Frieboes HB, Wu M, Lowengrub J, Decuzzi P, Cristini V - PLoS ONE (2013)

Bottom Line: It is shown that an optimal vascular affinity can be identified providing the proper balance between accumulation dose and uniform spatial distribution of the NPs.This balance depends on the stage of tumor development (vascularity and endothelial receptor expression) and the NP properties (size, ligand density and ligand-receptor molecular affinity).Also, it is demonstrated that for insufficiently developed vascular networks, NPs are transported preferentially through the healthy, pre-existing vessels, thus bypassing the tumor mass.
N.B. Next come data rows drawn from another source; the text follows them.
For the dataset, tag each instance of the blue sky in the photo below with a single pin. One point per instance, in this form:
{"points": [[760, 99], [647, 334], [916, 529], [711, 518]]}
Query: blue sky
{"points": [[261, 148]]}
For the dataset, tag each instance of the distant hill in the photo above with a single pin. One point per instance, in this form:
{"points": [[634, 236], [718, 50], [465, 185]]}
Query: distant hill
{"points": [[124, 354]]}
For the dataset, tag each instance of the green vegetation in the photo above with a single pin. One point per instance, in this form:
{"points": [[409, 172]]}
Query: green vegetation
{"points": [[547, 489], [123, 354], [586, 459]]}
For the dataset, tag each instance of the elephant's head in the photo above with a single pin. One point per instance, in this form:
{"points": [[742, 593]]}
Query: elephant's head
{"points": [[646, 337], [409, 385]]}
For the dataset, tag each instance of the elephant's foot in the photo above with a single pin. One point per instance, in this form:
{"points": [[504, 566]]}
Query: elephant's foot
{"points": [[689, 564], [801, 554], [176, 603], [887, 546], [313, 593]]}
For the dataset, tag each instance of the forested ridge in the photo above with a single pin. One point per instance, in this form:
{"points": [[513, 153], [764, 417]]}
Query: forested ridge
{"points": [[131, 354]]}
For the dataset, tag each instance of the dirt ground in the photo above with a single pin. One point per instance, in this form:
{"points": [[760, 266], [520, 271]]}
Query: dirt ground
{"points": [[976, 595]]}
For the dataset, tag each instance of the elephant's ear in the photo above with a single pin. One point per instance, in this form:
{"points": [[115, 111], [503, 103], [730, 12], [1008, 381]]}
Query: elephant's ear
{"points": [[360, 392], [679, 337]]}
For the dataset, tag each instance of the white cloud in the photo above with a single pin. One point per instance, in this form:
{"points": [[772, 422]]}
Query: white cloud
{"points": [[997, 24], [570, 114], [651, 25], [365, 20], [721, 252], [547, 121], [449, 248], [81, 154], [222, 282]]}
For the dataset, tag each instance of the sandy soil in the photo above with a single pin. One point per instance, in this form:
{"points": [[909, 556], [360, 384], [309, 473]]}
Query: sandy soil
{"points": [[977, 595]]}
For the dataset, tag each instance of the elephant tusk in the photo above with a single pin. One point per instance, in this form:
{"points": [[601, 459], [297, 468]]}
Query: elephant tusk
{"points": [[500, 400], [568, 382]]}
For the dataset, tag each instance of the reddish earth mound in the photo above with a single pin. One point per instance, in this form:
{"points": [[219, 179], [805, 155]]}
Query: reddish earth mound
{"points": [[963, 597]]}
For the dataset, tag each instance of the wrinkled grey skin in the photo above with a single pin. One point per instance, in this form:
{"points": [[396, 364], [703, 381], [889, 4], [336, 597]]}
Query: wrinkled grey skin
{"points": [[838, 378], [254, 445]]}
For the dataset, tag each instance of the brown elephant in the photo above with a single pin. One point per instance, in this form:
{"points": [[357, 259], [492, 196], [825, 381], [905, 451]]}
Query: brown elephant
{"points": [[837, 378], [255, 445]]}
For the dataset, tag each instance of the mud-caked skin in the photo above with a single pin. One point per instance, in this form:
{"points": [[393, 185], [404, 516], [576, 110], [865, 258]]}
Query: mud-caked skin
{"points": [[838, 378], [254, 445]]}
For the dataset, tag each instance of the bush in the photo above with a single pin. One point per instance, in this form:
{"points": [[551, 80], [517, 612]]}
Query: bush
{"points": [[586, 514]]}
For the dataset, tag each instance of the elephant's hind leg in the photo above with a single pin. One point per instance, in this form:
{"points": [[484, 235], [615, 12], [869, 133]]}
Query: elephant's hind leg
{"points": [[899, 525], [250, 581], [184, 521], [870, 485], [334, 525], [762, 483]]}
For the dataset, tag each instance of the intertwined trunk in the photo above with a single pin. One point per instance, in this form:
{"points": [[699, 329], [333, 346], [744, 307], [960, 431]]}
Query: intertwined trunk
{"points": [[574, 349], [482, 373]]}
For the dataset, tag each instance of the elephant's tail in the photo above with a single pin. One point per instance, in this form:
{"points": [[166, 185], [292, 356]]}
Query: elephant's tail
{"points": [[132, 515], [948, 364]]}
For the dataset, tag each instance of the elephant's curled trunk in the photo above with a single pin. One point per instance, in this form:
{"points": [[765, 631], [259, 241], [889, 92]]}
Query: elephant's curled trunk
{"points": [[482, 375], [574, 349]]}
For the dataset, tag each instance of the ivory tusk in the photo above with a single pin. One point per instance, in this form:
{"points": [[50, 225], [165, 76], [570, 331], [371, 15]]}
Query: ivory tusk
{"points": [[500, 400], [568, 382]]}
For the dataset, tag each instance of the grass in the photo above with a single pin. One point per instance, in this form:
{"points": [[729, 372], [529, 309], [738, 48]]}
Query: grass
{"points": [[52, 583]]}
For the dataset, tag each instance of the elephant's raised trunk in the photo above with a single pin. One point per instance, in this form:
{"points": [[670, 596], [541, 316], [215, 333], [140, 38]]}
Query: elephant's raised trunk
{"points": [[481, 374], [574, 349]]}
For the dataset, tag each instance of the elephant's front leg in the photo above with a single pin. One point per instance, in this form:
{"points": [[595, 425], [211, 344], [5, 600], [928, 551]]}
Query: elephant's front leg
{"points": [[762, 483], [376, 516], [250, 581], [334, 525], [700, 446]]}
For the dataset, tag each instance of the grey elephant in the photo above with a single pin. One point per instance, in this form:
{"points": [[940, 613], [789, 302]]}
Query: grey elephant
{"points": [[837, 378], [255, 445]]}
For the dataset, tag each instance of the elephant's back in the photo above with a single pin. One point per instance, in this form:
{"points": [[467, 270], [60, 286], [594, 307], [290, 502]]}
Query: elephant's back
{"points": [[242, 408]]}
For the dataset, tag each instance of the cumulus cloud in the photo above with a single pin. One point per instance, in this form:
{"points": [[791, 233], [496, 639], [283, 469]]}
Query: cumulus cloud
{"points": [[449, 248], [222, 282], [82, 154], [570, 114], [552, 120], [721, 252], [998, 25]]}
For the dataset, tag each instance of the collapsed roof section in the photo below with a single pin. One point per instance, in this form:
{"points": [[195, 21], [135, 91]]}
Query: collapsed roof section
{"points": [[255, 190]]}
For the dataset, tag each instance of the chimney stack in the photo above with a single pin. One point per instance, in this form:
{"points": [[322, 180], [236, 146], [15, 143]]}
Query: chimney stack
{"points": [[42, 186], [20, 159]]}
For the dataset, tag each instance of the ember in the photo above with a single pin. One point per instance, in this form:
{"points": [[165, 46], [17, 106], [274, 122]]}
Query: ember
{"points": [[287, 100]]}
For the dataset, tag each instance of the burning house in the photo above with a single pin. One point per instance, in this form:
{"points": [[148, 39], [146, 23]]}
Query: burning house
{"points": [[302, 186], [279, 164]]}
View Article: PubMed Central - PubMed

Affiliation: Department of Bioengineering, University of Louisville, Louisville, Kentucky, USA. hbfrie01@louisville.edu

ABSTRACT
Vascular targeting of malignant tissues with systemically injected nanoparticles (NPs) holds promise in molecular imaging and anti-angiogenic therapies. Here, a computational model is presented to predict the development of tumor neovasculature over time and the specific, vascular accumulation of blood-borne NPs. A multidimensional tumor-growth model is integrated with a mesoscale formulation for the NP adhesion to blood vessel walls. The fraction of injected NPs depositing within the diseased vasculature and their spatial distribution is computed as a function of tumor stage, from 0 to day 24 post-tumor inception. As the malignant mass grows in size, average blood flow and shear rates increase within the tumor neovasculature, reaching values comparable with those measured in healthy, pre-existing vessels already at 10 days. The NP vascular affinity, interpreted as the likelihood for a blood-borne NP to firmly adhere to the vessel walls, is a fundamental parameter in this analysis and depends on NP size and ligand density, and vascular receptor expression. For high vascular affinities, NPs tend to accumulate mostly at the inlet tumor vessels leaving the inner and outer vasculature depleted of NPs. For low vascular affinities, NPs distribute quite uniformly intra-tumorally but exhibit low accumulation doses. It is shown that an optimal vascular affinity can be identified providing the proper balance between accumulation dose and uniform spatial distribution of the NPs. This balance depends on the stage of tumor development (vascularity and endothelial receptor expression) and the NP properties (size, ligand density and ligand-receptor molecular affinity). Also, it is demonstrated that for insufficiently developed vascular networks, NPs are transported preferentially through the healthy, pre-existing vessels, thus bypassing the tumor mass. The computational tool described here can effectively select an optimal NP formulation presenting high accumulation doses and uniform spatial intra-tumor distributions as a function of the development stage of the malignancy.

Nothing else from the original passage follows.